Sometimes, while remaining outwardly quite successful, we feel discomfort, a “bad taste”, and sometimes even a desire to punish ourselves. The fact is that there are two systems for assessing our success. External is an objective indicator of success, and internal is my own, self-efficacy. This is an unconsciously present idea in every person that a worthy result is for him. And what is below the bar.
Self-efficacy is a feeling beyond the control of reason. Four types of relationships are possible between internal and external evaluation of the result.
«I’m happy with myself (self-efficacy is high) and I’m happy.» This feeling of greatest joy occurs even before receiving feedback from outside. But even a person who is confident in a good result almost always waits with secret trepidation for external evaluation. So, one successful person, having finished the work, exclaimed: “Ah yes Pushkin, ah yes son of a bitch!”. But later, with trepidation, he brought his «Boris Godunov» to a public trial.

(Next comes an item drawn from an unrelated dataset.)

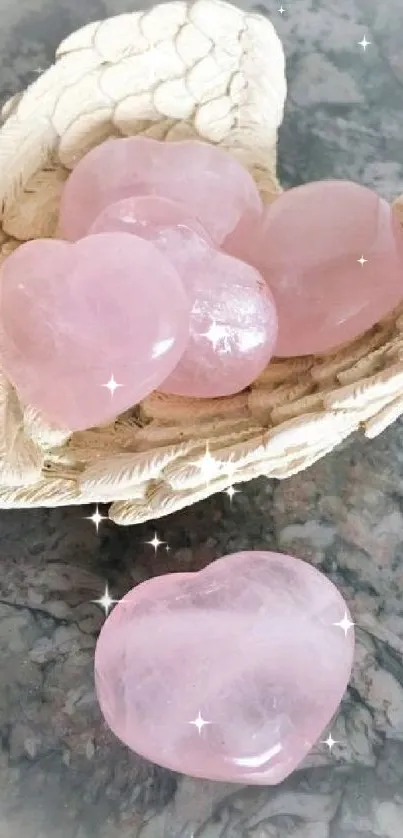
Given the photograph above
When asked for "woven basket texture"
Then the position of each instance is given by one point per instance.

The second type of relationship is “I am dissatisfied with myself, because he worked poorly and did not achieve what he wanted, ”is also often found. Sometimes I can soberly assess that failure is the work of my own hands, and it’s easy to learn a lesson from such a situation: “You need to work more carefully, more carefully,” as M.M. Zhvanetsky. Another thing is if I blame any failure on my ineptitude and bad luck.

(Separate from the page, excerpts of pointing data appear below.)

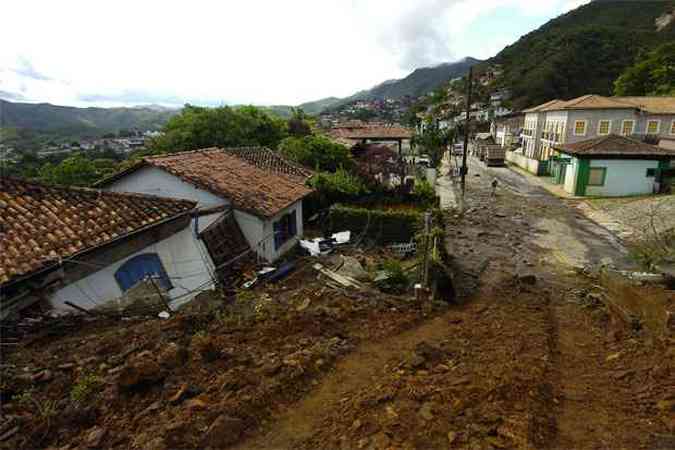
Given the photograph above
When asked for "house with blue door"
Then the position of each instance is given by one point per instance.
(612, 166)
(64, 248)
(263, 191)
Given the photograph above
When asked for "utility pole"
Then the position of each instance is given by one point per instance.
(464, 169)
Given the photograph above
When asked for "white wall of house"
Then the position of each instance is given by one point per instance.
(154, 181)
(267, 249)
(624, 177)
(258, 232)
(571, 176)
(186, 262)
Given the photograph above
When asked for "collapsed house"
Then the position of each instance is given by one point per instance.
(263, 190)
(66, 248)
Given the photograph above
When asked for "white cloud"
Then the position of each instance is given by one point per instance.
(82, 52)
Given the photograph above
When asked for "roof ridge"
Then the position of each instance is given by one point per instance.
(90, 190)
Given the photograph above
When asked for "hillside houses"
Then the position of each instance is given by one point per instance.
(559, 122)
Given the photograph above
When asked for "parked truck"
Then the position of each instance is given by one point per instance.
(494, 156)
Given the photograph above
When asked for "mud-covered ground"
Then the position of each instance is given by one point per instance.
(534, 354)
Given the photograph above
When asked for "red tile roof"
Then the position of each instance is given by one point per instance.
(266, 159)
(41, 224)
(262, 192)
(616, 146)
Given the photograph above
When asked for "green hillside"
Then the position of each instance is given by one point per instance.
(583, 51)
(69, 120)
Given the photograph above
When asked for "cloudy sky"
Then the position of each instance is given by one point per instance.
(125, 52)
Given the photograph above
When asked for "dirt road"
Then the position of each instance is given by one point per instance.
(519, 363)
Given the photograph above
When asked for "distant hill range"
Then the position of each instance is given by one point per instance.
(419, 82)
(583, 51)
(48, 118)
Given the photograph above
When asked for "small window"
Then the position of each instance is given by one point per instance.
(653, 126)
(580, 128)
(140, 268)
(628, 127)
(597, 175)
(285, 229)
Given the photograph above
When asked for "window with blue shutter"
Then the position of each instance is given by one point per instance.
(140, 268)
(285, 229)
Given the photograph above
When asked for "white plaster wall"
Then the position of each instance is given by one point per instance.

The third type of relationship is asymmetric. All is well, I am recognized and respected. But is it really so? Why do people respect me? And do I respect myself? “I am sitting in the presidium, but there is no happiness,” said Rasul Gamzatov. This phenomenon is familiar to anyone over the age of five. At five, it also takes place and is called the “bitter candy” phenomenon.
- Life at full power
In the early 70s, a wonderful experimental psychologist Evgeny Subbotsky at Moscow State University. M.V. Lomonosov conducted an experiment in which preschoolers participated.
With the help of a special spatula, the child had to get the toy out of the box. If he did this, he received a reward — candy. But the children did not know that the task was unsolvable (the scapula was not suitable for this purpose).
The experimenter left the room, leaving the baby with two options: try to solve the problem according to the proposed rules, or simply take the toy from the box. Upon returning, the psychologist gave all the children who could get the toy the promised candy. On the way home or later, some of the children who received the candy were nervous and even cried and worried. Others don’t. This phenomenon is called «bitter candy». The usual childhood treat, having become an undeserved reward, seemed bitter to some children. Bitter in its personal meaning.
- Presenteeism: when work becomes harmful
The fourth type of relationship: «I can afford to be pleased with myselfjustify yourself and respect yourself, even if you have not achieved success.
5 questions to help you better understand yourself:
1. To what extent do I depend on success? Am I constantly stressed, tired, apathetic? Do I need strong stimuli for strong emotions?
2. How is my sex life? Can I say that I demand from the partner strict compliance with the agreements? What is our relationship based on?
3. Are there places where I can relax and feel good and calm?
4. Am I accustomed to attributing my failures to the unreliability of other people? (Try saying, «In recent months (weeks, years) I’ve experienced several failures. Some of them are my fault.» How do you feel?)
5. What am I working for? Do I like what I create with my work? If it weren’t paid so much for it, would I still be committed to the values that I affirm with my work?